Deep vein thrombosis (DVT)
DVT occurs when clots form in the blood vessels in the legs, which can lead to a heart attack and stroke. DVT is referred to as 'Economy Class Syndrome' because sitting in cramped conditions for long periods can increase your risk.
However, flying isn't the only risk. Research from New Zealand revealed that you're more likely to get DVT from sitting at your desk for extended periods than sitting on a plane.
Risk factors include having a family history of DVT or pulmonary embolism, recent surgery, smoking, being obese, pregnant or over the age of 40.
To reduce your risk during a long flight:
- Stand up and walk around regularly and do exercises such as leg stretches every half an hour.
- Drink at least one litre of water for every five hours you're flying, and avoid alcohol and caffeinated drinks before and during the flight.
- Wear loose-fitting clothing.
- Avoid sleeping tablets as they limit your mobility.
- Avoid crossing your legs and elevate your legs when possible.
- Talk to your doctor if you have any risk factors for DVT.
Treatment for diarrhoea depends on the cause – in simple cases that only last a day, rest and rehydration with electrolyte drinks may be enough.
However, if it lasts longer, is accompanied by fever, or if there is blood in the stools, antibiotics or other treatment may be needed.
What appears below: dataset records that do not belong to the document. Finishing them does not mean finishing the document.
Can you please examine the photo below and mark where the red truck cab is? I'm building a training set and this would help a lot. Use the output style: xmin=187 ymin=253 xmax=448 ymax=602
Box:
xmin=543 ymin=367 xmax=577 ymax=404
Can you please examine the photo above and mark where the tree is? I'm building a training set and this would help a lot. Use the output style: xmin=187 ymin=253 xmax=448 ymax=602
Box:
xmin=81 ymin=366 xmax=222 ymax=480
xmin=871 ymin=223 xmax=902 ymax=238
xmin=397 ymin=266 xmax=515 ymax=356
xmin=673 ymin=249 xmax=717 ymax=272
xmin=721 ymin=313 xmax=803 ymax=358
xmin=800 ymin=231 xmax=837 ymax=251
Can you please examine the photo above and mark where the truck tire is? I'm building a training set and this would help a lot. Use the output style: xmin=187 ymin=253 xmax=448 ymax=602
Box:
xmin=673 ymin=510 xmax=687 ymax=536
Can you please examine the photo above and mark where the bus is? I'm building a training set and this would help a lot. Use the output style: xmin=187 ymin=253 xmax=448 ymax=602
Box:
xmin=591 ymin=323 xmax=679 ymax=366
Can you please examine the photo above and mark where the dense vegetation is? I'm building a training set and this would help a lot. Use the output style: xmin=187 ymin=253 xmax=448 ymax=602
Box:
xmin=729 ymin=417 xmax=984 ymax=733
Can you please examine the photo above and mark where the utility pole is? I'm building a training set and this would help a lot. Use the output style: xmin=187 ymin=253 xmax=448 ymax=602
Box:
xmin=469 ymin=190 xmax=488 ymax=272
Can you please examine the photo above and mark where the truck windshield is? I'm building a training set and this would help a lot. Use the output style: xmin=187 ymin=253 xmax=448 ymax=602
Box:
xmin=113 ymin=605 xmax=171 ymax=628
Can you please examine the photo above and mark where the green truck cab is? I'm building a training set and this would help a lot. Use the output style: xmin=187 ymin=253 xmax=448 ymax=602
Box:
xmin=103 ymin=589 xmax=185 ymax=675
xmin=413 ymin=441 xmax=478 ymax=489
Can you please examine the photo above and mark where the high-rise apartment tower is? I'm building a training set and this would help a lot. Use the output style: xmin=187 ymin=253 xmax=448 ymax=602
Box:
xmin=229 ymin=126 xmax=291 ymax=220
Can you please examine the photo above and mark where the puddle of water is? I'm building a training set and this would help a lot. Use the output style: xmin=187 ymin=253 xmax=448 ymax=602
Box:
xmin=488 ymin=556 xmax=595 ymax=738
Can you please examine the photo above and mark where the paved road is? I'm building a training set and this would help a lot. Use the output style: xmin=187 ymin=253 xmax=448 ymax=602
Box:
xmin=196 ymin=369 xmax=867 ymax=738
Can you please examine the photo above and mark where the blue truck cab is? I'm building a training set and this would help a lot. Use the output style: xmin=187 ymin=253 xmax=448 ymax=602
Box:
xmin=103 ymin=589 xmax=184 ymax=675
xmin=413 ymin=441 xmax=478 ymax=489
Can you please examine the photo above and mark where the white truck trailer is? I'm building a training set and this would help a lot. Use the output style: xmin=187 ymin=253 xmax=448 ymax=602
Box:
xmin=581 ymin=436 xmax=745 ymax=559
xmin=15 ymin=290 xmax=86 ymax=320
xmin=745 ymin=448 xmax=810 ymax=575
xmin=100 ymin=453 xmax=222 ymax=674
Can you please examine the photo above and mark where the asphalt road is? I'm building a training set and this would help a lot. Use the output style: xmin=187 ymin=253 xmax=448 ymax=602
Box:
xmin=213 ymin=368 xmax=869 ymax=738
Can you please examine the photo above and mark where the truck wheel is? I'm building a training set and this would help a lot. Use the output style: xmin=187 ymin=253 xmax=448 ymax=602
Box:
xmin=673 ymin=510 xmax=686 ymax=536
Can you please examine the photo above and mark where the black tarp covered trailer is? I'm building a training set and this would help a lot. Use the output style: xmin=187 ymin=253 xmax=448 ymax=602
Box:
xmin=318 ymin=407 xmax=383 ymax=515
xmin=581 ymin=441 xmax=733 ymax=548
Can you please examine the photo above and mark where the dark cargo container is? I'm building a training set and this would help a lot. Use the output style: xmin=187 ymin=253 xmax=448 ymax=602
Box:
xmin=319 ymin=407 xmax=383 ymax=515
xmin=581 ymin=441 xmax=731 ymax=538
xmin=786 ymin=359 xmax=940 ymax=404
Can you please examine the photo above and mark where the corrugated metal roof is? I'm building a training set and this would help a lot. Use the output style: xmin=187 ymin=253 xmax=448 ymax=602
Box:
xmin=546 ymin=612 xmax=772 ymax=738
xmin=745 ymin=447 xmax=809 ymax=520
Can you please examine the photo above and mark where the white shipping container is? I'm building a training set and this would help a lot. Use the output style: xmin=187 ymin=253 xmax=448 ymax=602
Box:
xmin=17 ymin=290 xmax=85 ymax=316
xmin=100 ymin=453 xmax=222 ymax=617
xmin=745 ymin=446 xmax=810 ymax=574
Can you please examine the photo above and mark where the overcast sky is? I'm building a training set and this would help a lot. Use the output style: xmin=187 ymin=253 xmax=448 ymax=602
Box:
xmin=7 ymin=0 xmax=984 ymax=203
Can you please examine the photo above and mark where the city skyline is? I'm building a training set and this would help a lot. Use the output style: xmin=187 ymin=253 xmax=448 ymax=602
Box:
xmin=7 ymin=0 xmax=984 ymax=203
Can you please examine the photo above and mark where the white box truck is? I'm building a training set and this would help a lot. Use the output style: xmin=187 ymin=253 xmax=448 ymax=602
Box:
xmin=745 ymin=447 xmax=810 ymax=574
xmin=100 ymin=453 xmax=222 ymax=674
Your GP or travel doctor can advise you on an action plan, and perhaps provide antibiotics to take with you just in case. Otherwise see a local doctor recommended by your travel insurance company or, depending on the type of accommodation you're staying in, the hotel concierge may be able to recommend a doctor.
Stoppers like loperamide (Imodium) can be useful if you have to get on a bus or plane, but this keeps the infection within you so you have it for longer.